Bar coding is meeting a certain amount of resistance among taxonomists, who fear its widespread use will lead to sloppy science. The error that gives them pause is easily demonstrated with the marsh wren bar codes shown on the facing page: The 21 bar code differences serve to associate each individual with a "type” specimen that has a particular bar code. If that specimen is a different species, then so is the individual being tested. But the 21 differences do not establish by themselves that the two individuals are members of different species. Taxonomy cannot be reduced to a single gene, although identification of described species apparently can.

 

 

While DNA bar codes based on the CO1 gene appear to provide a useful ID tag for birds and potentially many other animal species, it is important to be very clear about the nature of the groups the bar codes identify. Any reproductively isolated line of descent can, and indeed would be expected to, develop a unique CO1 bar code. That does not mean the group is a separate species. For example, the aboriginal peoples of Australia have been reproductively isolated for many centuries, but if they were to have developed a unique CO1 bar code, that would not make them a separate species. It would imply no more and no less than genetic isolation.

This important distinction can be clearly seen in a recent study of Costa Rican butterflies. The skipper butterfly Astraptes fulgerator was first described in 1775 and ranges from Texas to Argentina. Over the course of 25 years of study, University of Pennsylvania ecologist Daniel Janzen has raised some 2,500 caterpillars of the Astraptes skipper that, as you can see in the photographs, come in 10 versions, each of which feeds on a different plant but all of which give rise to adults that look identical to one another and are all considered members of the same species.

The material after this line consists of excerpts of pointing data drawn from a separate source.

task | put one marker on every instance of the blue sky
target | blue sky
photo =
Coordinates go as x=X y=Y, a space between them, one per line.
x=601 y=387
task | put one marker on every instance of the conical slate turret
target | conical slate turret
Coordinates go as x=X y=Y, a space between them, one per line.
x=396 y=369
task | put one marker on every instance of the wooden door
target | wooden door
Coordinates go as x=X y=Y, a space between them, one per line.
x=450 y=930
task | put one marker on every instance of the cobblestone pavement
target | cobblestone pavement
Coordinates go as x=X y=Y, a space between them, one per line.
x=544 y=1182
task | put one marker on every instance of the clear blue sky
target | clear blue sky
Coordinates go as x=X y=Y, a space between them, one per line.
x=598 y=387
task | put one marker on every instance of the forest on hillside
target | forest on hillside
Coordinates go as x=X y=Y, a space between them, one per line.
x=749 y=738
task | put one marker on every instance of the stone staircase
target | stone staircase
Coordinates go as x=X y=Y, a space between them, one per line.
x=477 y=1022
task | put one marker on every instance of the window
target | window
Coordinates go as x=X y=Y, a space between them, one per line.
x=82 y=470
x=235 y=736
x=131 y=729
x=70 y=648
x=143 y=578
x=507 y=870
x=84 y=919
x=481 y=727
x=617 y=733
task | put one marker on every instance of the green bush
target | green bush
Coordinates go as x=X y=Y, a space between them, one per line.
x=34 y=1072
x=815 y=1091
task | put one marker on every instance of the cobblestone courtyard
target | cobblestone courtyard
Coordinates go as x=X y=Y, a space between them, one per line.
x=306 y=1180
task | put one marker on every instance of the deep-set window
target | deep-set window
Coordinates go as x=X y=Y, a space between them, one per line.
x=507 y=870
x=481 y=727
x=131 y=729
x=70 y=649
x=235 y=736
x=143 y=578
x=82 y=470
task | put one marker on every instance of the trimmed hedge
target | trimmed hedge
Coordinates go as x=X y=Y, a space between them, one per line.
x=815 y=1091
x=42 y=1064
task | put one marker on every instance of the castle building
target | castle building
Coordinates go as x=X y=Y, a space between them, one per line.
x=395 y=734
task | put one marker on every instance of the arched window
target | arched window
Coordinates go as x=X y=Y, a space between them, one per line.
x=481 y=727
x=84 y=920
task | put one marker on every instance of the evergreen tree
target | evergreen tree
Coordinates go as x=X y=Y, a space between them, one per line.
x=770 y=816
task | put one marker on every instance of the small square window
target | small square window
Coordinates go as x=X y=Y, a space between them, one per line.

Hearing of the bar code technology being developed by Hebert, Janzen removed one leg from each of his numerous preserved adult skipper butterflies and sent the samples to Dr. Hebert for analysis. Using the same CO1 bar code analysis that had proven so powerful in identifying bird species, Hebert found that Janzen's skipper collection fell neatly into 10 separate bar code clusters. All members of a cluster had nearly the same bar code, different from the other nine clusters. Importantly, the clusters matched the caterpillar groups! Each type of caterpillar had its own CO1 signature. The researchers concluded that in Costa Rica there is not one but 10 species of skipper, each with a strikingly different caterpillar. Janzen speculates that the groups diverged perhaps 4 million years ago, based on the amount of CO1 difference seen, each group specializing on a different caterpillar food plant. Is this a valid way to identify species? Some taxonomists are excited by the approach, others more cautious.